I am comforted when I reflect on the history of Jewish thought and biblical commentary which has for millennia has allowed much room to see the biblical account of creation as metaphor. I will offer two classic quotes from the most well known of the traditional Jewish biblical commentators both of whom lived over 1000 years ago. These classical Jewish understandings of the Biblical creation story, which hold that the Bible tells us only “Who” did the creating, but tells us nothing about the “how” of creation, stand I think in contrast to, and as a breath of fresh air from, the current either/or creationism/science debates.
The first is Rash”I (Rabbi Shlomo Isaac of Worms, France 1040CE-1105CE) who claims that the bible’s creation story is incorrect since it describes God as having separated the waters before their creation and contains various other inconsistencies. In addition he claims the function of the bible is in no way to describe the story of the world’s creation or for that matter any other story of the characters in genesis: “The bible should have begun not from where it does in describing the creation of the world, but from the first commandment given to the Jewish people as a nation upon leaving Egypt.”

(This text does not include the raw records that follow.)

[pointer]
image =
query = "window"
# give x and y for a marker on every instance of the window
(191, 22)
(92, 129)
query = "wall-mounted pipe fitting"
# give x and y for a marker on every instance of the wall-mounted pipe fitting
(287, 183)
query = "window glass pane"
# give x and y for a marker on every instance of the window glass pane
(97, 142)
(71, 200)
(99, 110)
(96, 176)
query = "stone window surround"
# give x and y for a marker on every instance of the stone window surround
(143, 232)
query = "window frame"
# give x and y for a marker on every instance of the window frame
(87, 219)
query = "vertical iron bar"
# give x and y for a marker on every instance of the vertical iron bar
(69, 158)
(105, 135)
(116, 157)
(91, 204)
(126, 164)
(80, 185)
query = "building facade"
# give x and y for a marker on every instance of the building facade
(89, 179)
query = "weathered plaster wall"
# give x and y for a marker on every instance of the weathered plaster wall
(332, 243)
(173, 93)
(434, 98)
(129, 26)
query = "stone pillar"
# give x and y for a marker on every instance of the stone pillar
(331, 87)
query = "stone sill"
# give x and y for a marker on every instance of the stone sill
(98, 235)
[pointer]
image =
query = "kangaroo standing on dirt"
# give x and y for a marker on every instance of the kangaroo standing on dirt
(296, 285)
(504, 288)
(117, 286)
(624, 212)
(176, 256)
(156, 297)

Why then does the bible begin from the creation of the world? Only to tell us that it is God who created the world, should peoples in the future accuse the Jewish nation of taking the land of Israel, they will know it is God that created the world and gave the various lands to whom He saw fit (Rash"I, 1:1).

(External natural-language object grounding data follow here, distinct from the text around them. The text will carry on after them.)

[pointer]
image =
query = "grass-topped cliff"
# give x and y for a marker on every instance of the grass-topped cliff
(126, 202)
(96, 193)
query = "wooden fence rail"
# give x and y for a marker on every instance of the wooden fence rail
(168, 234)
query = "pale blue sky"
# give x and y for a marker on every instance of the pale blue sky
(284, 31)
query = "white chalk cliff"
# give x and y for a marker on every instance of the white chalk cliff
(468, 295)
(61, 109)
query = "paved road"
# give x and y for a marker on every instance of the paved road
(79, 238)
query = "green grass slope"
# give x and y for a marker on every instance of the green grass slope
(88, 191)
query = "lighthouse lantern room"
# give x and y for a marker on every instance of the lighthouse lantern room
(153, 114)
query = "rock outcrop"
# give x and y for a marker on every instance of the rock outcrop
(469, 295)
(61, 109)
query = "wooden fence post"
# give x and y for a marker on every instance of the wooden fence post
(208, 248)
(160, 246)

Nachmonides, perhaps the second most well known of the Jewish biblical commentators argues that we do need the story of the creation so that we can know it is God who made the universe, but says Nachamonides, from the story as it is described in Genesis we can discern nothing about the creation. The actual story of creation, says Nachmonides, was told only to Moses. Those few who know it do not say, and those say do not know it.